Labour's MP for Preston Mark Hendrick pleaded for the two aircraft carriers to be spared the axe in the forthcoming Strategic Defence and Spending Review.
He said: "If we don't get both of those aircraft carriers manufactured ... then it will very much call into question the commitment to aircraft to go on to those carriers and indeed whether or not we've got a share of the F-35 programme, the Joint Strike Fighter programme."
Conservative MP for Pendle Andrew Stephenson said many MPs had expressed concern about the potential impact of the imminent defence review on the military aviation industry.
"Can I suggest that the biggest risk to our military aviation is not the Strategic Defence and Security Review, but the muddled and incoherent programme left by the previous government," he said.
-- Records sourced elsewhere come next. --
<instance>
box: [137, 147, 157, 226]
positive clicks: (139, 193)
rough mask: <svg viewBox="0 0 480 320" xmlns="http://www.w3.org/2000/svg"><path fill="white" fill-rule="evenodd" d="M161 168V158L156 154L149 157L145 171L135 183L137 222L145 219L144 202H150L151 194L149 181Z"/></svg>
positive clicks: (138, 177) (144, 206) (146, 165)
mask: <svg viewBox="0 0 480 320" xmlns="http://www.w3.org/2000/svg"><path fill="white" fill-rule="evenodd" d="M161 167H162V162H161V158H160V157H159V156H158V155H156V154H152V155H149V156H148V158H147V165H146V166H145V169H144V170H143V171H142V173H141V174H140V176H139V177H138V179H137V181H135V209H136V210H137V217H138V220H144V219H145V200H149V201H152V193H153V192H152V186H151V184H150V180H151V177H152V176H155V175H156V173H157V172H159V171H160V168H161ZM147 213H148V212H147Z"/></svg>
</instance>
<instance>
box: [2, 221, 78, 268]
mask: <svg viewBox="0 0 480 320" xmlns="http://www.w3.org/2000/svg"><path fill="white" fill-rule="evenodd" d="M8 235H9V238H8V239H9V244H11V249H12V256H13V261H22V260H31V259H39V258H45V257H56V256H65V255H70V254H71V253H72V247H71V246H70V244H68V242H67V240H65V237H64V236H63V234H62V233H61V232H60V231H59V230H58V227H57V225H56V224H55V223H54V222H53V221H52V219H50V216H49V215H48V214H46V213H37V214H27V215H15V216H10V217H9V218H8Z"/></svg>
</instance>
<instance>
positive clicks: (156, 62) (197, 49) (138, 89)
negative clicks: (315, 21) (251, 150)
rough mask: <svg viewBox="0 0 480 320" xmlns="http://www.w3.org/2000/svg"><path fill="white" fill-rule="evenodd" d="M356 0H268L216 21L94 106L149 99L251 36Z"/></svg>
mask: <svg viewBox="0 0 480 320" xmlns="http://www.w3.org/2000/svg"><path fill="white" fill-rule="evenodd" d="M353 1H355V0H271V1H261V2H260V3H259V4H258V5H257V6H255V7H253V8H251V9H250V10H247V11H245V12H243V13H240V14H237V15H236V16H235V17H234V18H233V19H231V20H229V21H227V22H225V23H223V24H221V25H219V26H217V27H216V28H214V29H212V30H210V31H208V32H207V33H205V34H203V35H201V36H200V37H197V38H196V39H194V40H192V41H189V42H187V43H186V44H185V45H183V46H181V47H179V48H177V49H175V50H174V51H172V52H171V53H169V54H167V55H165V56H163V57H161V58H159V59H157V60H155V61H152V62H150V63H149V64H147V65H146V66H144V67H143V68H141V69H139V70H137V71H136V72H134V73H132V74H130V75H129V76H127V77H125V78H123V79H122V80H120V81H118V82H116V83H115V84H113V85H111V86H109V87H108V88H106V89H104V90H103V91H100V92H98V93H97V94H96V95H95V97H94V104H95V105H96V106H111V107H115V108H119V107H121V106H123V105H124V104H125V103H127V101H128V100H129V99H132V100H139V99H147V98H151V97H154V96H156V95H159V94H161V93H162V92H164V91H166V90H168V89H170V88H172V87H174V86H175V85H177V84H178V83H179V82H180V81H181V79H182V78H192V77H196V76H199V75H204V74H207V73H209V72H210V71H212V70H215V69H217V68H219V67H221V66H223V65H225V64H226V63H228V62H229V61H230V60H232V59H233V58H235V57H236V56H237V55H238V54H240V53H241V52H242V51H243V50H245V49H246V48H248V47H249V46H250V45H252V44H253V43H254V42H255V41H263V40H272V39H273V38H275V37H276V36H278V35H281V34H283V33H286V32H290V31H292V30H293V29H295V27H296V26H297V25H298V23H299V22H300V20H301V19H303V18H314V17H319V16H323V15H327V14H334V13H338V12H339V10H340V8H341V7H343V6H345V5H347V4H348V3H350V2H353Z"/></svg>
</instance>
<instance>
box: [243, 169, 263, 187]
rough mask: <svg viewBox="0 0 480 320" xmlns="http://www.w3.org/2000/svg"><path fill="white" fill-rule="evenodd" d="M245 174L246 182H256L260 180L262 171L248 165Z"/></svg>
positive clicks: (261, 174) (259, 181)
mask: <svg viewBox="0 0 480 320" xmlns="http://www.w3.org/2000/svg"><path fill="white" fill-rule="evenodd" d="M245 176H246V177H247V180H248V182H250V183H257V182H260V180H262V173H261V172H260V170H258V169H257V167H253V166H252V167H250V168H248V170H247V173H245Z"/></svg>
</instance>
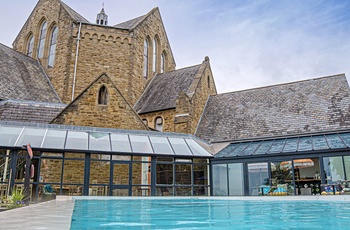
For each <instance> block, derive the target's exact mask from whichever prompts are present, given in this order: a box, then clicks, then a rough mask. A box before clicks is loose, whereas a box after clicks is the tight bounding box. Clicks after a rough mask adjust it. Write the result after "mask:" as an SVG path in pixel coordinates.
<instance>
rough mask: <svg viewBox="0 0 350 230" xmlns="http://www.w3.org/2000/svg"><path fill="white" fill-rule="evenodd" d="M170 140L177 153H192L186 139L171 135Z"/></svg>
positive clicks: (183, 154)
mask: <svg viewBox="0 0 350 230" xmlns="http://www.w3.org/2000/svg"><path fill="white" fill-rule="evenodd" d="M169 141H170V144H171V146H172V147H173V149H174V151H175V154H176V155H192V153H191V151H190V150H189V148H188V147H187V144H186V142H185V140H184V139H182V138H171V137H169Z"/></svg>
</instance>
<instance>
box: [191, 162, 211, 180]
mask: <svg viewBox="0 0 350 230" xmlns="http://www.w3.org/2000/svg"><path fill="white" fill-rule="evenodd" d="M193 171H194V172H193V174H194V178H193V183H194V184H195V185H208V165H199V164H195V165H193Z"/></svg>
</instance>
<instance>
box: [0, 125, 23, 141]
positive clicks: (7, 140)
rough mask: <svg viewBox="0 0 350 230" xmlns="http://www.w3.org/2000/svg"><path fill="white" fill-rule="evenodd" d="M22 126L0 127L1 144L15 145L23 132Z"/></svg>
mask: <svg viewBox="0 0 350 230" xmlns="http://www.w3.org/2000/svg"><path fill="white" fill-rule="evenodd" d="M21 130H22V128H16V127H6V126H2V127H0V145H1V146H14V144H15V143H16V140H17V138H18V136H19V134H20V133H21Z"/></svg>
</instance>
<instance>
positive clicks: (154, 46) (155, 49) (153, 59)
mask: <svg viewBox="0 0 350 230" xmlns="http://www.w3.org/2000/svg"><path fill="white" fill-rule="evenodd" d="M156 68H157V40H156V38H154V39H153V68H152V70H153V72H156Z"/></svg>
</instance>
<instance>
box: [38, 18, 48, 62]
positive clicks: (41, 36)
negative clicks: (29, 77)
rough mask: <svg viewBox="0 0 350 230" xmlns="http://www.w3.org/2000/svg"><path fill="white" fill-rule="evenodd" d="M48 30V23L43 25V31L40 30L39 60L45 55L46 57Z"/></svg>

"Before Members opposite lecture the coalition Government about the financial implications of reviewing certain defence contracts, Members opposite might want to remember that with a defence budget of some £35 billion a year, they left behind an overspend in the equipment programme of £38 billion by 2020.
"That is what we have to deal with now and hence why we're having a full review of all the contracts currently ongoing."
Junior defence minister Peter Luff said no decisions had yet been taken on any of the issues discussed in the debate, adding: "Everything is in the pot."